In addition to this fixed legal objective, we are thinking about the best way to structure the fund’s year-to-year governance. For instance, we could carefully select a board of trustees to guard the objective of the fund and update its strategy. They should embody the values of the fund and be strategically knowledgeable. This would allow a lot of the governance to remain adaptable: value and competency drift could be averted by good initial trustee choices and a solid process of succession.

If we launch this fund, we will recommend it to our longtermist members alongside our existent recommendations on existential risk reduction and forthcoming new longtermist recommendations. Some of our members have already expressed interest. We also expect this fund could be interesting for non-longtermist members who nonetheless want to allocate a fraction of their ‘giving portfolio’ to benefiting the longer term.

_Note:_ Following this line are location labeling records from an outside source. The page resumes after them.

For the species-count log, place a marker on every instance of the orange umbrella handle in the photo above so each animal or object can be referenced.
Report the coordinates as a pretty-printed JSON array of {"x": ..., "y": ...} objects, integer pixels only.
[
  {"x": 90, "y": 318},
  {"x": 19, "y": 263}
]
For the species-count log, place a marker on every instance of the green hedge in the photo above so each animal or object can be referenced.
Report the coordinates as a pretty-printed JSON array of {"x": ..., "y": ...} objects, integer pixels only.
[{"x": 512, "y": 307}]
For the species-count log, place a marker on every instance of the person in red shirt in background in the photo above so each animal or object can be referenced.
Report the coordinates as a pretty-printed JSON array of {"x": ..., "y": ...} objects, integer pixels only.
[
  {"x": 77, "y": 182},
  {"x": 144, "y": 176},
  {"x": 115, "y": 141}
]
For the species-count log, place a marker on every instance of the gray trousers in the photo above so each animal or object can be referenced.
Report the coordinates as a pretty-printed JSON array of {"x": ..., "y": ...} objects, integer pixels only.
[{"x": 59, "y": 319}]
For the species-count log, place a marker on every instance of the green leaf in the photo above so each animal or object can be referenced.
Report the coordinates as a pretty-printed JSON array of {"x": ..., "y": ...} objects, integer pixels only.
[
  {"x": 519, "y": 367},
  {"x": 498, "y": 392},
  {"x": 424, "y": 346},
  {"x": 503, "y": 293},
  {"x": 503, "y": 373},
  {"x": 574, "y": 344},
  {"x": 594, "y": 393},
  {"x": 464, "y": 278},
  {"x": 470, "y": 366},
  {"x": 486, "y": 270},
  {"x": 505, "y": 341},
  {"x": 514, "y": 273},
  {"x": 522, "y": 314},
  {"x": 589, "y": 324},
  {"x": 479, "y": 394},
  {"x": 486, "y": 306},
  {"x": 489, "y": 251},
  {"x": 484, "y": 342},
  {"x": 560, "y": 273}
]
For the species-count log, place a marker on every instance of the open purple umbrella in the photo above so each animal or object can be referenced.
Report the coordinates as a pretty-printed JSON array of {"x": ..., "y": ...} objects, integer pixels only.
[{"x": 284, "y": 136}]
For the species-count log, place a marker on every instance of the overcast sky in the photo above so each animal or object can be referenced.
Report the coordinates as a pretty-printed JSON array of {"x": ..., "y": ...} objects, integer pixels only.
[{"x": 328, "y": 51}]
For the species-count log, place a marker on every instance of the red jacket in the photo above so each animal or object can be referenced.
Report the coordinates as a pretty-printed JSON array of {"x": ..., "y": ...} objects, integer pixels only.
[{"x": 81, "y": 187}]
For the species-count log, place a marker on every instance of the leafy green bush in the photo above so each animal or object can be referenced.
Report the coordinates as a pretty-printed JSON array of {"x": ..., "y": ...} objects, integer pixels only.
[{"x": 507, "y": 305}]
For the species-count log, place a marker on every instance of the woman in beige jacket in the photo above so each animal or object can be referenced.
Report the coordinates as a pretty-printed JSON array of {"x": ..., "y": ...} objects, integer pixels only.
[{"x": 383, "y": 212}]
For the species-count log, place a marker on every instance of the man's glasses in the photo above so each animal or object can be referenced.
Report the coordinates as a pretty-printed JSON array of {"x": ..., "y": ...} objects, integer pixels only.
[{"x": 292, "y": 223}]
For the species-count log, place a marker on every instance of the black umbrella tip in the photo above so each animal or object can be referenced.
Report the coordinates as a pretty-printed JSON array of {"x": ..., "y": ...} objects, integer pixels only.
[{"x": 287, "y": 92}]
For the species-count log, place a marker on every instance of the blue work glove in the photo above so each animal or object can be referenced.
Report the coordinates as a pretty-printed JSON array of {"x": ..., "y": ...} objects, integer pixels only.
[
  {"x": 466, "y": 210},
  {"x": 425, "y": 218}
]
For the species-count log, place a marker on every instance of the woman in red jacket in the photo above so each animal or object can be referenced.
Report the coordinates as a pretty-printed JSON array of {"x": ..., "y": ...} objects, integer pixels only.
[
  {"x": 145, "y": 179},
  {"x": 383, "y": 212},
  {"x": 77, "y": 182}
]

What type of input we would most value at this stage

In order of preference:

  • Connections or expertise on international trust, charity and investment law

  • Legal and tax considerations will have a major influence on how we could best set up this fund. If you have expertise in this area or could connect us to anyone who does, your help would be highly appreciated. Please reach out to sjir@founderspledge.com.

  • Criticisms of the idea and any of its premises

  • References to relevant papers / articles are also welcome. Please leave these in the comments.

  • Examples of similar funds

  • To learn more about e.g. risks of value drift, risks of expropriation and legal structures, we’re looking into case studies of similar funds, both active now and in the past. We are aware of the Wellcome Trust, the Mormon investment fund, the Nobel Foundation, the Islamic Waqfs, sovereign wealth funds, university trusts, and the Catholic Church. If you know of any other good examples or have useful sources on the above-mentioned ones, please let us know in the comments.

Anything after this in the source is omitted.